A syndication simply is where investors pool funds together to invest in various real estate projects. Think huge multi-million dollar projects that, on average, a single investor couldn’t do themselves. Many of you have heard about crowdfunding and real estate funds, and these are definitely the most passive types of real estate investing. And, like I said, because they are the most passive, they also have the least tax benefits.
Hopefully, I’ve made real estate a bit more accessible to you and also helped you realize that it’s not as hard as you think. And you’ve got to start somewhere, so why not start now?
This episode is sponsored by Zero to Freedom, the free video mini-course by Semi-Retired MD. Semi-Retired MD are doctors Letizia Alto and Kenji Asakura. They are the physicians who have achieved financial freedom by investing in direct real estate. In this free video series, you will learn what you actually need to know to successfully invest in direct real estate. Go to wealthymommd.com/semiretiredmd to join their free video mini-course.

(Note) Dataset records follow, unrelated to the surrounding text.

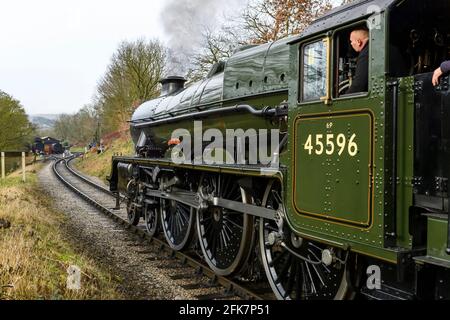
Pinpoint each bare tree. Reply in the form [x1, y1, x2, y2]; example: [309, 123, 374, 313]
[188, 0, 334, 81]
[96, 40, 166, 130]
[243, 0, 332, 44]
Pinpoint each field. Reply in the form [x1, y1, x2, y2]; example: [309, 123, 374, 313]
[0, 166, 122, 300]
[72, 130, 134, 183]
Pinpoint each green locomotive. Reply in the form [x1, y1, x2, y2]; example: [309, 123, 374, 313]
[110, 0, 450, 299]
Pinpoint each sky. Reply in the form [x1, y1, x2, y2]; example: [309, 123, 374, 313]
[0, 0, 245, 114]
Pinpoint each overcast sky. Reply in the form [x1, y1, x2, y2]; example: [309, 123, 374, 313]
[0, 0, 337, 114]
[0, 0, 245, 114]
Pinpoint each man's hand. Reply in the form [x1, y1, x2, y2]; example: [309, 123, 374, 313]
[432, 68, 442, 86]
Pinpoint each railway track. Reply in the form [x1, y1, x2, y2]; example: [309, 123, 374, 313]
[53, 157, 274, 300]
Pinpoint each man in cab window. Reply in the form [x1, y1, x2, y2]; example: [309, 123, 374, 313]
[345, 28, 369, 94]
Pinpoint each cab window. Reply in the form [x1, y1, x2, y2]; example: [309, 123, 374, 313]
[301, 39, 328, 101]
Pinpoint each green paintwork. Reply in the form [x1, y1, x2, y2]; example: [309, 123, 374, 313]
[427, 218, 450, 262]
[123, 0, 449, 263]
[286, 14, 396, 263]
[397, 77, 414, 248]
[292, 110, 374, 229]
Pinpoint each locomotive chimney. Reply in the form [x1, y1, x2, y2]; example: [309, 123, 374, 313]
[160, 76, 186, 96]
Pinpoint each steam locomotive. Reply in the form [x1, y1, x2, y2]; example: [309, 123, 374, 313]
[109, 0, 450, 300]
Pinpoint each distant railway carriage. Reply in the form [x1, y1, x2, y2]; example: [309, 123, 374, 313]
[110, 0, 450, 299]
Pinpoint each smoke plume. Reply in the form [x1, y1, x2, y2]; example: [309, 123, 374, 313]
[161, 0, 245, 76]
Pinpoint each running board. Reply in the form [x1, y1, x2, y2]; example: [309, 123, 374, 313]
[146, 190, 277, 220]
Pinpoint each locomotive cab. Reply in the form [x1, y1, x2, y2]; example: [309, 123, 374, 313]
[110, 0, 450, 299]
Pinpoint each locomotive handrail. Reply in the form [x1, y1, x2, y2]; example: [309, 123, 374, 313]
[131, 104, 279, 128]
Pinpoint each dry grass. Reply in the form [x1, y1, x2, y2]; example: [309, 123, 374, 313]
[0, 169, 122, 299]
[75, 135, 134, 182]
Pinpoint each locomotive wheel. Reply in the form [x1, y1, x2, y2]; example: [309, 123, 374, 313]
[161, 199, 195, 251]
[144, 203, 159, 237]
[259, 183, 348, 300]
[197, 175, 254, 276]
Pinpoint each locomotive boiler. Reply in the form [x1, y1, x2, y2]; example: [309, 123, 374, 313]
[109, 0, 450, 300]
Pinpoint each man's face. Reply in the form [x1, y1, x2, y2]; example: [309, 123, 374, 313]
[350, 32, 362, 52]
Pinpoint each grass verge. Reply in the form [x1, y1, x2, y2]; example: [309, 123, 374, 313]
[0, 165, 123, 300]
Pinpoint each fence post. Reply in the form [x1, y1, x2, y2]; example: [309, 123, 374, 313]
[1, 152, 6, 180]
[22, 152, 27, 182]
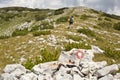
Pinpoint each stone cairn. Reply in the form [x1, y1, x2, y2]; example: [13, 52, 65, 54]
[0, 46, 120, 80]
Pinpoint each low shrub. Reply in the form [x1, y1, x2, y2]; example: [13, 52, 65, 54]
[33, 31, 51, 36]
[113, 22, 120, 31]
[77, 29, 95, 37]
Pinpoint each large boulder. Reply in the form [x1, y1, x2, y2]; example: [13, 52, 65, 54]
[32, 61, 59, 75]
[3, 64, 26, 73]
[96, 64, 119, 77]
[0, 73, 18, 80]
[20, 73, 38, 80]
[99, 74, 114, 80]
[114, 73, 120, 80]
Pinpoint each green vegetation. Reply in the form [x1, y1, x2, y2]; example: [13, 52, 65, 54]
[98, 21, 113, 29]
[101, 12, 120, 20]
[0, 36, 10, 39]
[65, 42, 91, 51]
[12, 28, 29, 36]
[33, 31, 51, 36]
[35, 14, 48, 21]
[67, 35, 82, 41]
[77, 29, 95, 37]
[0, 7, 120, 72]
[104, 47, 120, 62]
[113, 22, 120, 31]
[40, 21, 54, 30]
[93, 54, 113, 65]
[23, 49, 60, 70]
[56, 16, 68, 23]
[80, 14, 91, 20]
[90, 9, 100, 14]
[54, 8, 65, 15]
[105, 17, 111, 21]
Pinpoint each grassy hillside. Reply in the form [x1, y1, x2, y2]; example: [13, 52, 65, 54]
[0, 7, 120, 71]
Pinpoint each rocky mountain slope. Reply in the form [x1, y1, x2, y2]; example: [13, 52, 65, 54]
[0, 7, 120, 75]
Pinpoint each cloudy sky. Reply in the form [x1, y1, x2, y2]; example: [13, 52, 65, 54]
[0, 0, 120, 15]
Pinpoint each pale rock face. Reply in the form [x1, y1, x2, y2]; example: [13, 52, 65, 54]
[97, 64, 119, 76]
[3, 64, 26, 73]
[99, 74, 114, 80]
[92, 45, 104, 53]
[0, 47, 120, 80]
[114, 73, 120, 80]
[20, 73, 38, 80]
[1, 73, 18, 80]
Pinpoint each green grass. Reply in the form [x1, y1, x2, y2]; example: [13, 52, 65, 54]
[33, 30, 51, 36]
[93, 54, 114, 65]
[40, 21, 54, 30]
[66, 35, 82, 41]
[23, 49, 60, 70]
[56, 16, 68, 23]
[113, 22, 120, 31]
[80, 14, 92, 20]
[54, 8, 66, 15]
[0, 36, 10, 39]
[12, 28, 29, 37]
[98, 21, 113, 29]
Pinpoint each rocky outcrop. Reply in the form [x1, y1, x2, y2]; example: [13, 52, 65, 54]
[0, 46, 120, 80]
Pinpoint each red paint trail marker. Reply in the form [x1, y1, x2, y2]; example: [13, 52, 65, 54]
[75, 51, 84, 59]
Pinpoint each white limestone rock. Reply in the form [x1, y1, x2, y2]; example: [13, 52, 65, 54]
[1, 73, 18, 80]
[3, 64, 26, 73]
[99, 74, 114, 80]
[32, 61, 59, 74]
[114, 73, 120, 80]
[20, 73, 38, 80]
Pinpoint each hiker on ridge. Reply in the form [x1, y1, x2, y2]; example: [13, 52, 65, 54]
[68, 16, 74, 29]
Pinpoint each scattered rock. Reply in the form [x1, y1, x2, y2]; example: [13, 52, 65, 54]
[3, 64, 26, 73]
[97, 64, 119, 77]
[20, 73, 38, 80]
[99, 74, 114, 80]
[114, 73, 120, 80]
[0, 46, 120, 80]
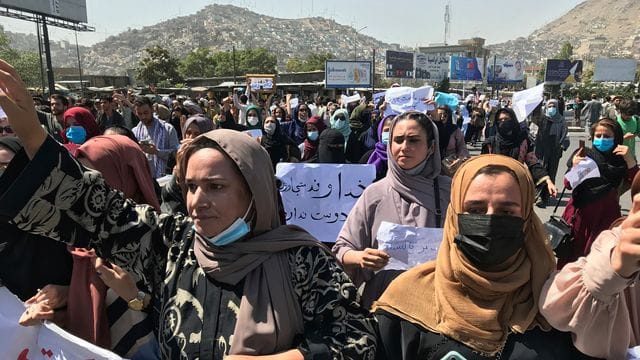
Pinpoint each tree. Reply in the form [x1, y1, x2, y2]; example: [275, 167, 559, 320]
[556, 41, 573, 60]
[286, 53, 333, 72]
[179, 48, 216, 77]
[137, 45, 182, 84]
[0, 26, 41, 86]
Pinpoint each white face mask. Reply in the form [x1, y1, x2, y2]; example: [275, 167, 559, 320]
[264, 123, 276, 135]
[247, 116, 258, 126]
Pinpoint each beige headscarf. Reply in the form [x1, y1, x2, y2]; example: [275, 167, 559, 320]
[186, 129, 322, 355]
[374, 155, 555, 356]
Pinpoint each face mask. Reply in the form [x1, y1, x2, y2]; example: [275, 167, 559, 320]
[264, 123, 276, 135]
[380, 131, 389, 145]
[307, 131, 318, 141]
[593, 138, 615, 152]
[247, 116, 258, 126]
[65, 125, 87, 145]
[192, 200, 253, 246]
[454, 214, 524, 270]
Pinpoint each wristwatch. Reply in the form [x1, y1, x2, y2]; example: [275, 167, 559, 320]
[129, 291, 151, 311]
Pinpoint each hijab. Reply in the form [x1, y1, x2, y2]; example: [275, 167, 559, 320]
[374, 155, 555, 356]
[78, 135, 160, 211]
[185, 129, 322, 355]
[61, 106, 100, 142]
[367, 115, 395, 176]
[329, 109, 351, 152]
[317, 129, 348, 164]
[302, 116, 326, 161]
[182, 114, 215, 136]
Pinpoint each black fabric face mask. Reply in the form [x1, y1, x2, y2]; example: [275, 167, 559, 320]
[454, 214, 524, 270]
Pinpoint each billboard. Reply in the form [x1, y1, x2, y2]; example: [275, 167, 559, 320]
[449, 56, 484, 81]
[0, 0, 87, 23]
[593, 59, 638, 82]
[544, 59, 582, 84]
[324, 60, 372, 88]
[487, 58, 524, 84]
[414, 53, 449, 82]
[385, 50, 414, 79]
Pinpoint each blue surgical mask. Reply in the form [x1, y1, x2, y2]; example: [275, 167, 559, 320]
[593, 137, 615, 152]
[192, 200, 253, 246]
[307, 131, 319, 141]
[380, 131, 389, 145]
[65, 125, 87, 145]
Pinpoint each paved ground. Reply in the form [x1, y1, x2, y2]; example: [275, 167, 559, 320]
[469, 113, 640, 222]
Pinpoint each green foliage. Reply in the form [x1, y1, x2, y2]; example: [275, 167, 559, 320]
[179, 48, 216, 78]
[0, 26, 41, 86]
[137, 45, 182, 84]
[286, 53, 334, 72]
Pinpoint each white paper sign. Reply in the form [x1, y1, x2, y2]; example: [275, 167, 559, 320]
[384, 85, 435, 116]
[564, 157, 600, 189]
[376, 221, 443, 270]
[276, 163, 376, 243]
[511, 83, 544, 122]
[0, 287, 122, 360]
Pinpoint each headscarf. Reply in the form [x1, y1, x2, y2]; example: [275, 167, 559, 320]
[387, 112, 442, 208]
[185, 129, 322, 355]
[244, 105, 262, 130]
[367, 115, 395, 174]
[302, 116, 326, 161]
[317, 129, 348, 164]
[494, 108, 526, 159]
[374, 155, 555, 356]
[329, 109, 351, 152]
[78, 135, 160, 211]
[61, 106, 100, 142]
[434, 106, 458, 155]
[182, 114, 214, 136]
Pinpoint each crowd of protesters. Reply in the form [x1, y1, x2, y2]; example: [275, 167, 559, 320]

So let’s talk a bit more about the types of passive real estate investing. Specifically, I’m going to talk about crowdfunding, syndications, and REITs. I think earlier I said my first foray into real estate was through syndications, but it’s actually through REITs and that’s because if you own an index fund, chances are, you also own a REIT because they’re usually folded inside some of the popular index funds, like VTSAX by Vanguard.
This is where a trust purchases property and rents the space, and then the income that’s generated from the rental is returned to the shareholders. So if you are already familiar with how to buy index funds inside of your brokerage account or your retirement account, then while an REIT is very similar and it’s super easy in that sense, you can buy an actual fund of REITs or usually it’s folded in already inside of some of the larger popular index funds. So you can buy these through Vanguard, Fidelity, et cetera.
Now let’s talk about crowdfunding. Many of us are familiar with this concept because we’ve all heard of things like Kickstarter and so you kind of have an idea of how crowdfunding real estate works. Crowdfunding real estate is fairly new, at least in a formal capacity. However, investors have been pooling funds for centuries.
Crowdfunding is popular now because of the new-ish online platforms that have streamlined the crowdfunding process. In this way, you can bypass the parts of active real estate, meaning working with the agents and brokers and contractors, and just go to a crowdfunding real estate website to invest in a variety of real estate projects. You still want to do your due diligence, however, meaning you need to understand the terms and how to read if it’s a good deal or not. And real estate crowdfunding can involve either debt or equity deals.
So let’s talk about syndications. Syndications are somewhat similar to crowdfunding, but they are a little different. The same in that they both require pooling together funds from multiple investors. So basically, you’re pooling money together to purchase a much larger real estate or project that you normally couldn’t invest on your own. Think multi-million dollar deals. Think high-rise apartment buildings, assisted living, self-storage centers, et cetera.
When you pool the money together, the expenses are shared and the risk is split. Oftentimes crowdfunding and syndications are used interchangeably, but they’re not exactly the same thing. I think the best way to think about the differences is that crowdfunding is focused more on obtaining large amounts of investors, hence that’s why it’s an online platform. You rarely talk to anyone high up in the company. You usually talk to a low-level analyst. When I think syndications, I think of sort of a smaller type of shop where it’s focused more on the relationships.
So that concludes our two part series on giving you an overview of real estate.